Chances are that the gate agent was looking to see how you responded to that question. If you responded nicely and didn’t escalate the situation, chances are they’re not going to have an issue one way or another. Meanwhile if you respond aggressively, that’s when there could be a problem.
So simply put, the gate agent may have been concerned that you were intoxicated, so then wanted to see how you’d respond when confronted about that. Since you responded nicely, everything was okay.
What would have happened if you said yes? Probably nothing. If you responded in a coherent and friendly way “yes, I had two drinks in the lounge and feel totally fine,” they probably wouldn’t have had an issue either.
At least that’s my general experience, and matches everything I’ve heard. Airlines don’t really care if you board after having a few drinks, they just care if you pose any threat to the flight. If you happen to be someone who gets aggressive when you drink, that’s when the problem arises.
I’ve boarded many flights after having a few drinks
I’m not a big drinker. When I’m home I almost never drink (maybe I’ll have a glass of wine or two if I go out to dinner on a Friday or Saturday). But when I fly I do like to maximize the experience. As a result, I’m a bit of a lightweight when it comes to drinking.
So for example, if you’re flying Air France La Premiere out of Paris and have a meal in the lounge, you will have 3-4 glasses of wine, plus some liquor.
And with the lovely confident French service in there, it’s almost not a choice. The Maître D’ takes your meal order, and then suggests the correct pairing with each course. Who am I to question their expertise?
The reality is that if I have 3-4 glasses of wine over the course of an hour, I’m going to be buzzed at a minimum.
But I’m also the type of person who gets happier and calmer when I drink, and not more aggressive.
So even though I’m sure I’ve been in a similar situation many times before, I’ve actually never been questioned… which I guess is sort of surprising.
Some airlines have quirky policies with alcohol
It’s interesting how different airlines approach alcohol.
Asiana, for example, has a policy where flight attendants are supposed to lecture you about the effects of alcohol after they serve you a couple of drinks. They remind you that the effects of alcohol are greater at altitude, and ask if you’re okay continuing to drink. Understandably this can come across in a rather condescending way.

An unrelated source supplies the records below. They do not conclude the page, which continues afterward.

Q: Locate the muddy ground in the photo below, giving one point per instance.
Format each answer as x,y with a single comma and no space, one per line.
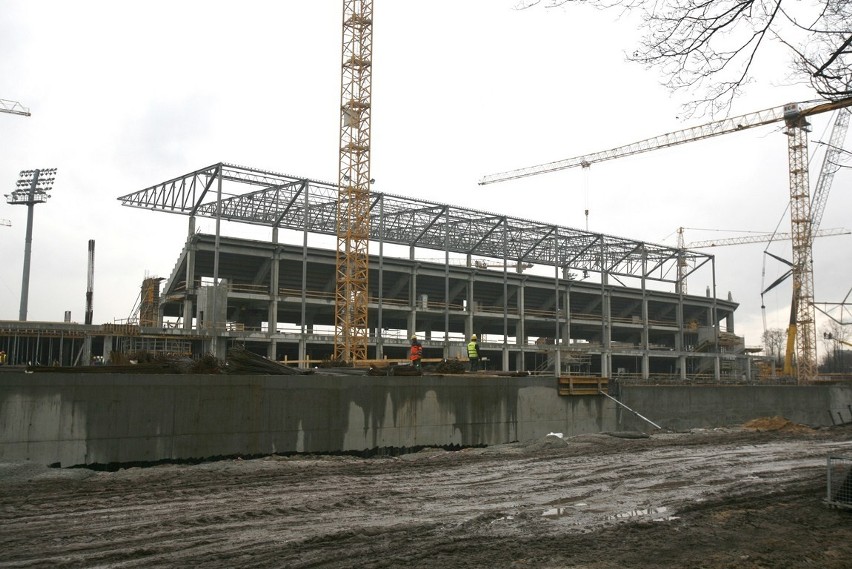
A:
742,498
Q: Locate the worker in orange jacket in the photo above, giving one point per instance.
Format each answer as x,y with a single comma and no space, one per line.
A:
416,353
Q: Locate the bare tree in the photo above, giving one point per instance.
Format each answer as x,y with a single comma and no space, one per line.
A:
774,339
835,338
710,48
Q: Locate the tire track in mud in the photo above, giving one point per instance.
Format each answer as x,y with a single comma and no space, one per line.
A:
345,512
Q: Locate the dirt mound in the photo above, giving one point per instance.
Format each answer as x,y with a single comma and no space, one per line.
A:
764,424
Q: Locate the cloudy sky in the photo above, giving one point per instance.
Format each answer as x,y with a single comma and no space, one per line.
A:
125,95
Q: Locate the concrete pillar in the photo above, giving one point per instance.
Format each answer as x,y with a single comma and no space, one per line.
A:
468,325
87,351
520,329
412,301
107,352
188,312
646,359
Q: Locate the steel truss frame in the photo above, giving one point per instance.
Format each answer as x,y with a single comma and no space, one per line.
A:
305,204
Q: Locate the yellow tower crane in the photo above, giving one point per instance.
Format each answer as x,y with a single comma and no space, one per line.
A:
795,117
353,200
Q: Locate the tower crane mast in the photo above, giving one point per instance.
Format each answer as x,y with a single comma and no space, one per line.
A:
795,117
353,200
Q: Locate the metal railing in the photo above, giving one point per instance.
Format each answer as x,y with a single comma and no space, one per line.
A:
839,482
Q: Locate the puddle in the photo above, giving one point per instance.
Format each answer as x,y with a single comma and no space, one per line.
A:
563,512
660,514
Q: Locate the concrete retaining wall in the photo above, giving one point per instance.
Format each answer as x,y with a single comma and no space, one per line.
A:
75,419
701,406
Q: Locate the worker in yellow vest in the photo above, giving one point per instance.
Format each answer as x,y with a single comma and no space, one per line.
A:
473,353
416,353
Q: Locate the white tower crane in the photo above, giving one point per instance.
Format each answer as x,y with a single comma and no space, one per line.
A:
13,107
795,117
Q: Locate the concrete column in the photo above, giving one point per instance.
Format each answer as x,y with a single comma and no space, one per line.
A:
412,300
606,328
188,311
520,329
468,326
565,332
87,351
107,353
646,358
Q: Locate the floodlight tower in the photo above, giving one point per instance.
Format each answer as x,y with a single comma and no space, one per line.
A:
31,189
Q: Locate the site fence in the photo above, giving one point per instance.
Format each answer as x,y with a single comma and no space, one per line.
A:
839,482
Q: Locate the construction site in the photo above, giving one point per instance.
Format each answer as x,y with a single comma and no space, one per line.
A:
374,379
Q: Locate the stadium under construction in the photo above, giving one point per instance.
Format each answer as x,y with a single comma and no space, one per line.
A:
540,297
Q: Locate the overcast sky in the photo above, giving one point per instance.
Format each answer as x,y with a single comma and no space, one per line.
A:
126,95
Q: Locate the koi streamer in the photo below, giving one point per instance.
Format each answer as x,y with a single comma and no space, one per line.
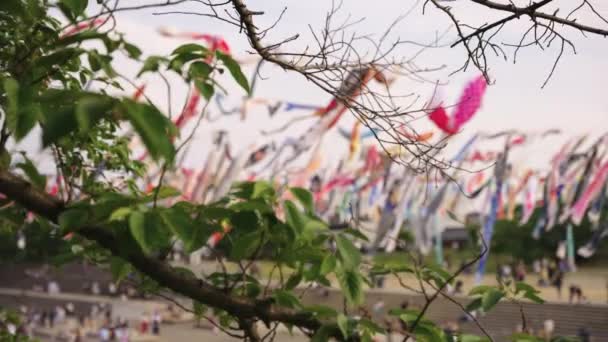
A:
468,105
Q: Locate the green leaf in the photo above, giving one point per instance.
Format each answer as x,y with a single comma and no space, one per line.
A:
523,287
21,112
90,109
473,305
77,7
119,269
305,198
293,281
179,222
436,274
199,309
30,170
133,51
534,297
355,233
200,70
294,217
286,299
322,334
11,89
246,245
58,124
371,326
72,219
80,37
206,89
470,338
235,70
137,225
153,128
5,159
351,285
349,254
342,322
189,48
163,193
120,214
263,190
490,298
321,311
313,228
328,265
406,315
428,332
481,289
253,205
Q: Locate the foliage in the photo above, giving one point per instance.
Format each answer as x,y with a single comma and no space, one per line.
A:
99,212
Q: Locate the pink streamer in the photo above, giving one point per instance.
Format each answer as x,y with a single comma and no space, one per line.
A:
592,191
468,105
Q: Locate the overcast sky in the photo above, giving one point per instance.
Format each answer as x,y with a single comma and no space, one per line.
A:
575,99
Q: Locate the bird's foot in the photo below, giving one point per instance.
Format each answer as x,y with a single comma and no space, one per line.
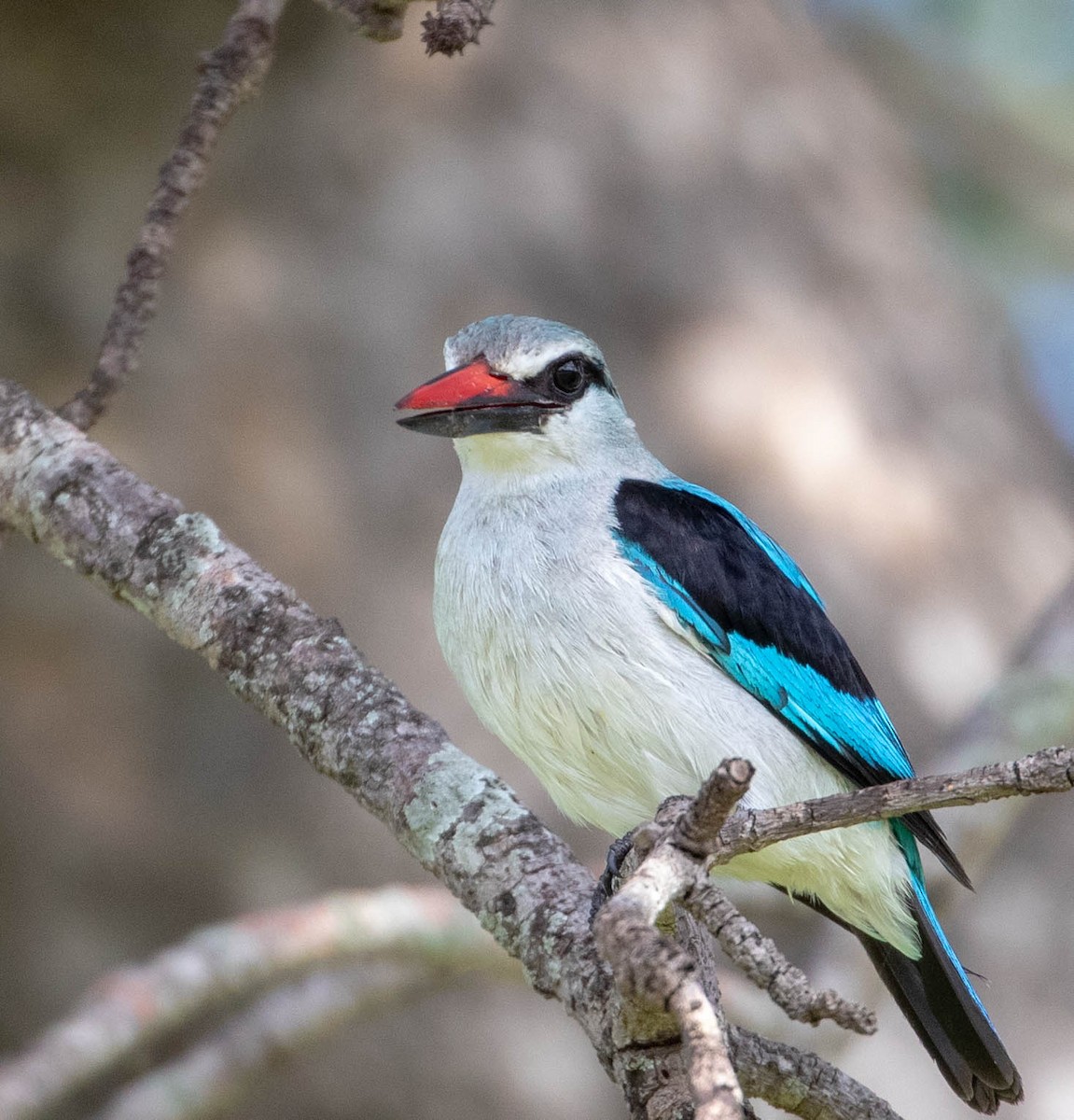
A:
613,868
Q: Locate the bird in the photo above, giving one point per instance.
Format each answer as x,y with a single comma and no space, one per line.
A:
622,631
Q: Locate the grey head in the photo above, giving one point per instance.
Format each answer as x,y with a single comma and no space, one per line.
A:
509,373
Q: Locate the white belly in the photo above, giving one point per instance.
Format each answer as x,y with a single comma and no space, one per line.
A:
564,654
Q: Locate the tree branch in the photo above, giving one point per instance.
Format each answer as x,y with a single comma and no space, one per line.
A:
454,25
1051,771
71,496
130,1016
229,76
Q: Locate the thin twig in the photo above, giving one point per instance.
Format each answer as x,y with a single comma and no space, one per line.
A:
650,967
764,964
1050,771
229,76
74,498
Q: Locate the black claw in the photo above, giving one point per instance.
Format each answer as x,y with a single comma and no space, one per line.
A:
609,880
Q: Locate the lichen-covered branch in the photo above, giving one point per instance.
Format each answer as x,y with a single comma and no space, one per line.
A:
649,966
1050,771
228,76
73,497
764,964
132,1014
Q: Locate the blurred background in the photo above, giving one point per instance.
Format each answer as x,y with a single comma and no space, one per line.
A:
828,250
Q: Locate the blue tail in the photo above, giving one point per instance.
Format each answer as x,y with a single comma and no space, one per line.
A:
939,1001
936,997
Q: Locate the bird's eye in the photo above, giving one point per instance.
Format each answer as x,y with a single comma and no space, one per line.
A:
569,375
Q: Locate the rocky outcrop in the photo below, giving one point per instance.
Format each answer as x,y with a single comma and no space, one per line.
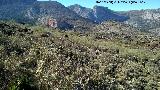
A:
98,13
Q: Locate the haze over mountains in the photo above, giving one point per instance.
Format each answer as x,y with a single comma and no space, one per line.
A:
32,11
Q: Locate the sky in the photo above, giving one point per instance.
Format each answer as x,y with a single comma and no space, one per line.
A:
149,4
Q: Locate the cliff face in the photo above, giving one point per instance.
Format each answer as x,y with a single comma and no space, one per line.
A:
97,14
8,2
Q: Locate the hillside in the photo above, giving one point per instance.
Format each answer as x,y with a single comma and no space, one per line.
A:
97,14
144,19
39,58
38,12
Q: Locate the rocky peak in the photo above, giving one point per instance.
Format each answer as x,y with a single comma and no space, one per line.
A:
97,14
8,2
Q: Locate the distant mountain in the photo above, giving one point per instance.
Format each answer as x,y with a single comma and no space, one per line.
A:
98,13
39,11
144,19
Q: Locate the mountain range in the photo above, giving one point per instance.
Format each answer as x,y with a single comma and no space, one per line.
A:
32,11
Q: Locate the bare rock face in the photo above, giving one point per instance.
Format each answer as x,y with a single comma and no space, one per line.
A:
8,2
97,14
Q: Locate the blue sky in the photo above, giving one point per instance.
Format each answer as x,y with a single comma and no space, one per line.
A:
150,4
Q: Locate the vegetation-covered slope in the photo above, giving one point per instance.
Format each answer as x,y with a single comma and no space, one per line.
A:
35,57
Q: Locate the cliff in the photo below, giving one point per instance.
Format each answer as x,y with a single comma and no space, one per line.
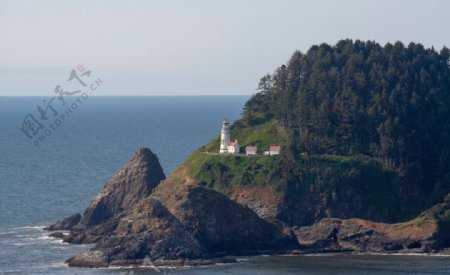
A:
139,215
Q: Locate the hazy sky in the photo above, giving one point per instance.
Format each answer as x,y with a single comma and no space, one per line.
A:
170,47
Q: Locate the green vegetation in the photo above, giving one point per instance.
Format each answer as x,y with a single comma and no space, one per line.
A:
262,135
364,130
223,171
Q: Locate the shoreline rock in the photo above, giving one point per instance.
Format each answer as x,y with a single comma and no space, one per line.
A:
142,217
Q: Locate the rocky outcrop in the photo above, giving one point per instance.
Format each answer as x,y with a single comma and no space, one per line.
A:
133,182
356,235
149,230
221,225
66,224
175,222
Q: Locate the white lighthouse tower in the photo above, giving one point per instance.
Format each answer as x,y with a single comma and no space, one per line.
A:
224,137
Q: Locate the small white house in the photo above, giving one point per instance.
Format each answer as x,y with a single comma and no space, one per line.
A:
233,147
274,150
251,150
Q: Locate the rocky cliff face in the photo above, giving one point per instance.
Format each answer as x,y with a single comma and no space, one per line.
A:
134,218
133,182
141,216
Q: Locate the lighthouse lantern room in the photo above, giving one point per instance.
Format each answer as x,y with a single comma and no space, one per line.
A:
224,137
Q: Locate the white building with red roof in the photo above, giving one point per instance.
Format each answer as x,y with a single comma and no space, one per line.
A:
274,150
251,150
233,147
224,137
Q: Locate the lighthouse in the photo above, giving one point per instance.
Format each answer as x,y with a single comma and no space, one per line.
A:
224,137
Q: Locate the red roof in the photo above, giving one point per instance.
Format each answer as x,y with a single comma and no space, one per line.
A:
233,143
275,148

Then you have airlines like Kuwait Airways, which are dry, but actually let you bring your own alcohol. Most airlines only let you drink alcohol served by a flight attendant, while Kuwait Airways has exactly the opposite policy. They’ll only let you drink alcohol you bring yourself and serve yourself (assuming you’re departing from a country where you can legally obtain alcohol).
I tried this during a Shannon to New York flight, simply because I was curious how it would work.
There’s no doubt alcohol causes a lot of problems on commercial flights, including diversions, fights, and more.
However, when it comes down to it the problem is those who get more aggressive with alcohol, rather than those who mellow out when they drink.
The point is, even if you have had a little bit too much to drink, chances are that you won’t actually have problems getting on a flight unless you’re confrontational, or unless you’ve had so much to drink that you can’t walk on a plane, fall asleep on the floor, etc.
So in David’s case, I wouldn’t take it too personally. Even if you had just one or two drinks, it’s possible the gate agent smelled some alcohol, but when she realized you responded calmly, wasn’t worried.
Anyone have a similar experience when it comes to drinking & flying?